3. Watch out for common scams
We've put together a list of known scams to avoid in the UK, but here we can summarise and say: if it sounds too good to be true, it almost certainly is.
Ignore emails that promise to deposit money in your bank account
Don't open attachments unless you have up to date antivirus software installed (even if you trust the sender)
Don't click on links in emails unless you are sure they are safe. If in doubt, type the website in manually and then log into any associated account
Don't give out passwords, payment details or any other personal information to a cold caller
Don't allow anyone to remotely connect to your computer or install any software on it
One really important thing to note is that companies will never ask you to give your full password on the phone or over email. Err on the side of caution and don't be too trusting. Scammers are becoming more sophisticated and go as far as creating identical replicas of websites - especially banking sites - to fool you into entering your login details. Always check the website address at the top of your web browser to make sure you're on the genuine site and make sure it begins with https: (not just http:).
4. Use a VPN
A VPN (virtual private network) creates a barrier between your data and the wider internet. Using a VPN means that no one can see what you’re doing online, nor can they see or access any data you send to a website, such as login and payment details.

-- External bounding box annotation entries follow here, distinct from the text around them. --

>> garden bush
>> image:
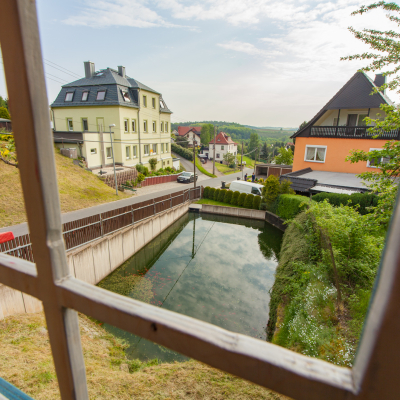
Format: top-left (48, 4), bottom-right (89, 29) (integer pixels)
top-left (231, 191), bottom-right (240, 206)
top-left (253, 196), bottom-right (261, 210)
top-left (243, 194), bottom-right (254, 208)
top-left (208, 188), bottom-right (215, 200)
top-left (312, 193), bottom-right (379, 215)
top-left (224, 190), bottom-right (233, 204)
top-left (238, 193), bottom-right (246, 206)
top-left (218, 189), bottom-right (227, 202)
top-left (277, 194), bottom-right (310, 219)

While VPNs were originally much more commonplace in the business world, they have become increasingly popular for personal anonymity and privacy online. With news coming out that certain ISPs are selling their users' browsing data, a VPN will ensure that no one knows what you’re doing or what you’re looking at.
5. Don't overshare on social media
When you post on Facebook, Twitter or any other social site, you should be aware of who can see what you're posting. Many of these sites offer no real privacy: anyone can see what you've written and the photos you've posted.
Facebook is a bit different, but you should check your privacy settings to find out who can see what you post. Ideally you should set it so only 'Friends' can see your stuff, not 'Friends of Friends' or - worse 'Everyone'.
Avoid announcing that you're off on holiday for a fortnight, or posting selfies by the pool. Save this info for when you get back so people aren't aware your house will be unoccupied.
We've got other security tips for holidaymakers, too.
6. Run antivirus software
One of the most important components of your security is antivirus software. Every PC you use should have up-to-date antivirus installed, as it is your first line of defence in protecting you against malicious software (otherwise known as malware) that attempts to infect your computer.
Malware can be attempting to do a number of different things including locking up your files in an attempt to get you to pay a ransom, to using the resources on your machine to mine cryptocurrency for someone else or to steal your financial details.
If you don't have it, be sure to take a look at our recommendations of the best antivirus software.
Following the steps above will go a long way to ensure you stay safe online. With safe passwords, a VPN set up and proper anti-virus protection – you are much, much less likely to have your identity stolen, your bank accounts emptied and your computer data compromised.